For a successful exit of recession, the Fund called for ‘’a stronger push for front-loaded fiscal consolidation through a sustainable increase in non-oil revenues that would create space for infrastructure spending, social protection and private credit sector’’. It also stated that “Acting on an appropriate and coherent set of policies to enhance an economic recovery remains urgent – a monetary policy that avoids direct financing of the government, ensures a unified and market-based exchange rate, and a rapid implementation of structural reforms.

The team, led by Amine Mati, senior resident representative and mission chief to Nigeria at the IMF, said Nigerian banks’ NPLs grew from 6 per cent in 2015 to 15 per cent in 2017. “Preliminary data for the first half of the year indicate significant revenue shortfalls, with interest-payments to revenue ratio remaining high (40 per cent at end-June) and projected to increase further under current policies,”

In reaction to this projection, the Chief Executive Officer (CEO), Financial Derivatives Limited, Mr. Bismarck Rewane, said he was optimistic that the country would exit recession this year in line with IMF prediction, if only some risk mitigates are put in place. He allayed fears on the risks highlighted by IMF, saying there is no country insulated from such.

Mr Reawane, also disclosed that when the undercapitalised banks are taking away, the Non- Performing Loan (NPL) ratio will drop to 8 percent, adding that the banking sector vulnerability remained responsible for the high level of NPL and the current level of interest rate makes loan recovery process slow and difficult as banks are forced to stop lending to private sector. The CEO advised that all that needs to be done at this stage was government to identify risk and manage them better with robust policies.

“The IMF had forecasted a growth of -1.8% for 2016. However, the economy is performing better than the IMF estimates so far. For the half year, it stands at -1.23% compared to an average of -1.80% expected on average by the IMF.”

Considering the persisting internal and external challenges, they emphasized that stronger macroeconomics policies are urgently needed to rebuild confidence and foster an economic recovery but the 0.8% growth in 2017 will not be sufficient to make a dent in reducing unemployment and poverty,” with inflation and unemployment hovering around worrying levels, the Central Bank of Nigeria has been placed under immense pressure to act, which may weigh on investor sentiment.

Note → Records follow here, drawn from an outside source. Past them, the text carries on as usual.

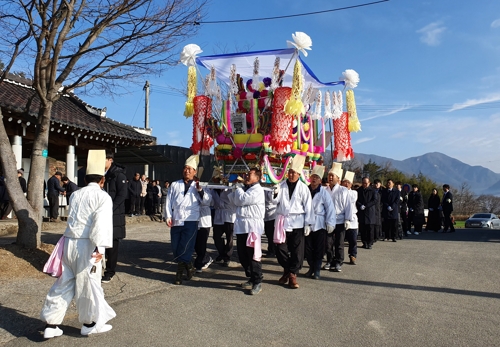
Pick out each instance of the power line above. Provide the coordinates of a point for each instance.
(289, 16)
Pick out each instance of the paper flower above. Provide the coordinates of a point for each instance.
(351, 78)
(301, 41)
(188, 54)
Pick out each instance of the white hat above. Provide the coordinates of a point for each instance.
(349, 175)
(298, 163)
(199, 172)
(193, 161)
(336, 170)
(318, 170)
(96, 162)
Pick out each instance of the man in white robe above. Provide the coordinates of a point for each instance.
(249, 227)
(294, 215)
(341, 202)
(89, 232)
(324, 221)
(182, 211)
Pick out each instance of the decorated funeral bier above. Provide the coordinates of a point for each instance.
(260, 109)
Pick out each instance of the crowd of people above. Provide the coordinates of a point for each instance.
(301, 222)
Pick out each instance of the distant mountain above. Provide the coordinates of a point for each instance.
(442, 169)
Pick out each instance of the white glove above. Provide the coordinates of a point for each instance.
(307, 230)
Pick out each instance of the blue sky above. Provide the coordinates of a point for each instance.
(429, 71)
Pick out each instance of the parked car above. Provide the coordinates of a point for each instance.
(483, 220)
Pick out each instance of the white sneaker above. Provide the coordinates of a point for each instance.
(49, 333)
(93, 330)
(210, 261)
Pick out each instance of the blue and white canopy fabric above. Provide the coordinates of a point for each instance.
(244, 63)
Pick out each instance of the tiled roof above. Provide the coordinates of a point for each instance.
(15, 93)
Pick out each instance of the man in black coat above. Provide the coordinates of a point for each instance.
(116, 186)
(135, 190)
(390, 210)
(447, 206)
(70, 187)
(367, 199)
(54, 188)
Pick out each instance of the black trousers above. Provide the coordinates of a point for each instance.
(366, 234)
(351, 236)
(200, 247)
(315, 248)
(447, 222)
(338, 244)
(391, 227)
(53, 205)
(269, 231)
(225, 248)
(135, 205)
(253, 268)
(112, 258)
(143, 205)
(294, 244)
(329, 240)
(404, 222)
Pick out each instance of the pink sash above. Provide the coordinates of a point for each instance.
(253, 240)
(279, 230)
(53, 266)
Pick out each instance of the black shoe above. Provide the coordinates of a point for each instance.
(106, 279)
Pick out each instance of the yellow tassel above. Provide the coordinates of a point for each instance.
(294, 106)
(354, 124)
(191, 91)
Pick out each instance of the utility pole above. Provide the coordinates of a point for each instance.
(146, 90)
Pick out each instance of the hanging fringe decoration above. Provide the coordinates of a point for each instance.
(202, 142)
(328, 106)
(294, 106)
(191, 92)
(337, 105)
(255, 79)
(281, 127)
(276, 74)
(317, 110)
(342, 148)
(354, 125)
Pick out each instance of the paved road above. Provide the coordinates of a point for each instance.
(428, 290)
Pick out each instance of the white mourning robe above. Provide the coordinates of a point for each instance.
(183, 208)
(250, 209)
(297, 211)
(90, 225)
(224, 208)
(353, 195)
(324, 212)
(205, 211)
(342, 203)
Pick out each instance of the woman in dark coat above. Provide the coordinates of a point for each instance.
(434, 216)
(416, 206)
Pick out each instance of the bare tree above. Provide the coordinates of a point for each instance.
(91, 45)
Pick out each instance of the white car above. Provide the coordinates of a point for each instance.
(483, 220)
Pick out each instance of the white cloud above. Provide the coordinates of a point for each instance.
(474, 102)
(173, 138)
(363, 139)
(432, 33)
(402, 108)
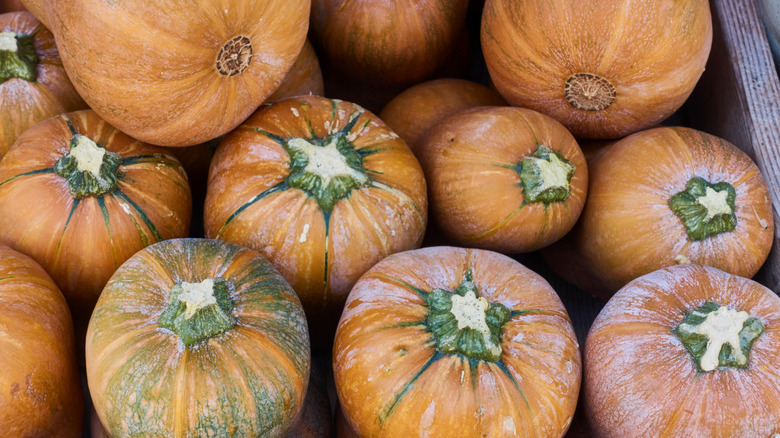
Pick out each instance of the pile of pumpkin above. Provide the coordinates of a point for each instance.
(314, 207)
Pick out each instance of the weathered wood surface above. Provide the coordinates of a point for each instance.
(738, 98)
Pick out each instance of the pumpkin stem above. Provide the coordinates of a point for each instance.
(589, 92)
(545, 176)
(235, 56)
(198, 311)
(716, 336)
(88, 167)
(17, 57)
(328, 169)
(705, 209)
(463, 322)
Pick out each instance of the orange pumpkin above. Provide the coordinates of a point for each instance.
(214, 64)
(604, 69)
(673, 195)
(386, 42)
(314, 417)
(33, 83)
(686, 351)
(419, 108)
(196, 337)
(302, 181)
(11, 6)
(98, 196)
(305, 77)
(502, 178)
(40, 389)
(450, 342)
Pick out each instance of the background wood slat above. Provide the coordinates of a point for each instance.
(738, 99)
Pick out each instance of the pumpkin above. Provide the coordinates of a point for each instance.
(502, 178)
(419, 108)
(386, 42)
(313, 420)
(99, 196)
(685, 351)
(673, 195)
(302, 181)
(40, 389)
(11, 6)
(305, 77)
(452, 342)
(196, 337)
(603, 69)
(33, 83)
(165, 88)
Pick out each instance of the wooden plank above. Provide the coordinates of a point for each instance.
(738, 98)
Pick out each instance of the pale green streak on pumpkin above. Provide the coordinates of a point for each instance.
(75, 205)
(32, 172)
(118, 193)
(104, 211)
(156, 159)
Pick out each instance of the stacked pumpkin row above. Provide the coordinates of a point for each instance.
(205, 337)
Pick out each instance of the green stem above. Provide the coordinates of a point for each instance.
(328, 169)
(89, 168)
(705, 209)
(199, 311)
(464, 323)
(17, 57)
(716, 336)
(545, 176)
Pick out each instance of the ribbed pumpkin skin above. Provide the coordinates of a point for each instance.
(247, 381)
(627, 227)
(321, 253)
(23, 103)
(477, 197)
(40, 389)
(305, 77)
(640, 380)
(422, 106)
(387, 42)
(163, 87)
(392, 380)
(82, 242)
(653, 53)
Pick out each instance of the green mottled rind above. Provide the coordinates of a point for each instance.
(326, 195)
(465, 341)
(696, 344)
(693, 215)
(248, 381)
(533, 182)
(22, 64)
(204, 323)
(82, 183)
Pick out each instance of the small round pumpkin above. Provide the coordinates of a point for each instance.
(33, 83)
(211, 67)
(196, 337)
(685, 351)
(604, 69)
(451, 342)
(419, 108)
(673, 195)
(305, 180)
(503, 178)
(80, 198)
(389, 42)
(40, 389)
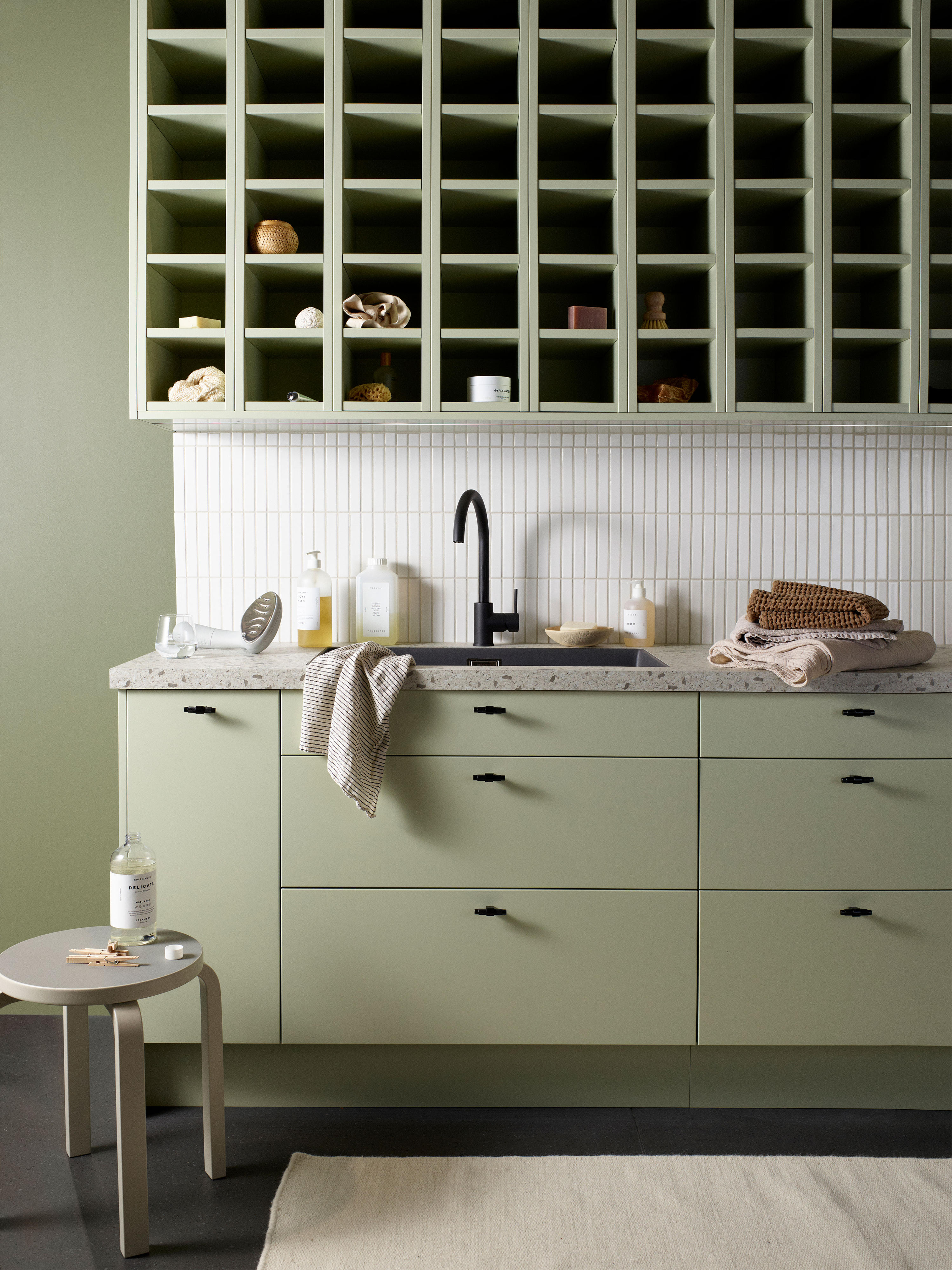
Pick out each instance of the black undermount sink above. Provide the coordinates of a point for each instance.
(522, 655)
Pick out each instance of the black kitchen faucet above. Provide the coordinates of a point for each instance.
(485, 622)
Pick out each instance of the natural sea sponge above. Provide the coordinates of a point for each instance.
(370, 393)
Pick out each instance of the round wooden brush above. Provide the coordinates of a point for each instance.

The IMF emphasized that ambitious structural reforms are key to achieving a competitive, investment-driven economy that is less dependent on oil. Priority should be given to improving infrastructure, enhancing the business environment, improving access to financing for small enterprises, and strengthening governance and anti-corruption efforts. Timely and effective implementation of these measures would promote sustainable and inclusive growth. It also welcomed progress in improving the quality and availability of economic statistics and encouraged further efforts to compile sub-national fiscal accounts.